Yemeni people have been fighting on behalf of various militant outfits globally, including in Iraq, Somalia, Afghanistan and Pakistan, for a very long period of time. In fact almost half of the suspected terrorists detained after the World Trade Center bombings and September 11 attacks were of Yemeni origin. Al-Qaeda had every reason to take root inside Yemen, more so, in this conflicting, competing high conscious era.
In 1962, a revolution in the North Yemen ended over 1,000 years of rule by Zaidi Imams, a branch of Shiite Islam, who claimed descent from the Prophet Mohammad in the truest sense of Shiite Islam. Sa’dah was their main stronghold and since their fall from the power the region was largely ignored economically and remains underdeveloped. The Yemeni government has little or no authority in the region.
The modern Shiite militancy in the North has its origin in persistent discrimination of Shiites by Sunni majority in Yemen. At least, that is what is claimed by Shiites in the region and accepted by many parts of non-Islamic world. To tell all the probable readers the truth, this paragraph’s information has its source in Wikipedia.
The once separate countries of the South Yemen and the North Yemen merged amicably in 1990, but the union soured when the Northerners began to monopolize political power and economic opportunity. The war broke out against the dominance of the Northerners in 1994 but Northern forces crushed the breakaway movement brutally. There has been growing dissent formally against the dominance of the North since then and there is growing popular demand for separation and secession from the North in the South.
The proposed federalism in Yemen should be viewed in view of attempts by Yemeni authorities to address solving the above mentioned problems, almost all home grown. The most urgent requirement of Yemeni society is to contain secessionist demands in the South. The agreed Northern regions are Azal, Saba, Janad and Tahama while the Southern ones include Aden and Hadramawt.
The decision may have implicit or even explicit American hand, notably, hands of some of the US Congressmen and Congresswomen. As expected separatists in the South Yemen have rejected supposed ‘more autonomy’ to the region and have sworn to go ahead with their demands of freedom from the North.
The federalism would be a great leap forward in attempting to establish democracy and the required institutions in Yemen. In ideal federalism, both Union and its subunits remain powerful. The Union does not loose anything by devolving many powers to states. In fact, it may gain as a consequence. Only thing is that in best of the conditions, the very basis of a federal state is based on huge production, equitable consumption and expansion of economy and the state.
Sure, such things do not apply in Yemen; in fact in none of the troubled Islamic states, yet federalism can be tried as a substitute for rising amorphousness in Islamic states in the forms of increasing inter-sectarian conflicts, regional divides, religious disputes and conflicts over the status of females, apostates and atheists.

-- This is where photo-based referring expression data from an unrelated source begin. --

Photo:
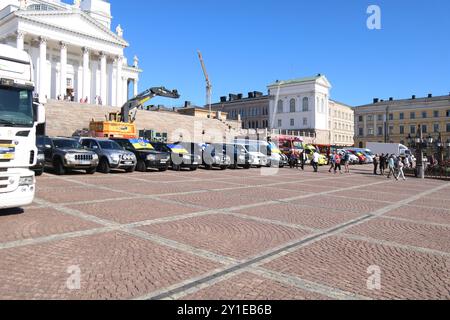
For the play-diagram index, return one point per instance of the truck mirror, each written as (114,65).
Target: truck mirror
(40,113)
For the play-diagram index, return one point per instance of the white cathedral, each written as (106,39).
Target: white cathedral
(74,52)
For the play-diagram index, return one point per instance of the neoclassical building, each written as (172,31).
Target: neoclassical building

The news should be welcomed by all troubled nations in the region as federalism allows separate laws for different people as per the requirement of the time whenever such are urgent and necessary, while the Union remaining strong for most of the times. In this particular case such would lead to divisions of Yemeni people into known and possible aspired territories; various demographics somewhat secluded and protected by geography. Such could reduce various demographic divides and many state-conflicts.
Federalism, in adapted and localized forms and not definitely derived from Americanism, is the best way to suit people in the Middle East. Even the rich Saudi Arabia should consider applying it within the nation in spite of its absolute monarchy. The Saudi monarchy itself can make separate laws for different people of different sects, religions, genders and even nationalities in absence of any independent lawmaking institutions.
It can also invest in creating regional majorities. As a matter of choice the Saudi state can create a ‘junk state’, where all non-conformists can live together rather peacefully after eliminating any possible threat to the state.
But to make it effective, the federalism in Yemen and elsewhere in the Middle East and the North Africa should have teeth and the powers; legislative, executive and administrative, should be spread and shared among all partitions of the state. ‘Laws as suitable to the minds and bodies of the people’, should be the dominant theme in the Middle East and the North Africa. Universality and secular convergence have meaning too though they should be tried with utmost caution.
As a summary, federalism may have power to conquer psychology but increased power of the region and increased awareness of the people may make it equally ineffective in dealing with big armed insurgency. In fact federalism can be tried in Islamic world where there is a lack of state institutions and infrastructure and dominance of tribal culture. What is must is to assert and accept the power of commonality of Islam and its Unitarianism.
The Islamic states, those which apply federalism under suitable conditions, would be better advised not to assert too much power of guns and other statecrafts but instead they should choose careful soothing words, believe in rightful deeds and insist on bonding among people.
It looks a bit emotive but that is what is the need of hour in this increasingly chaotic and destabilizing part of the Islamic world. If tried appropriately, federalism can succeed in Iraq, Pakistan, Afghanistan, Egypt, Syria, other than in Yemen and obviously in the Saudi Arabia.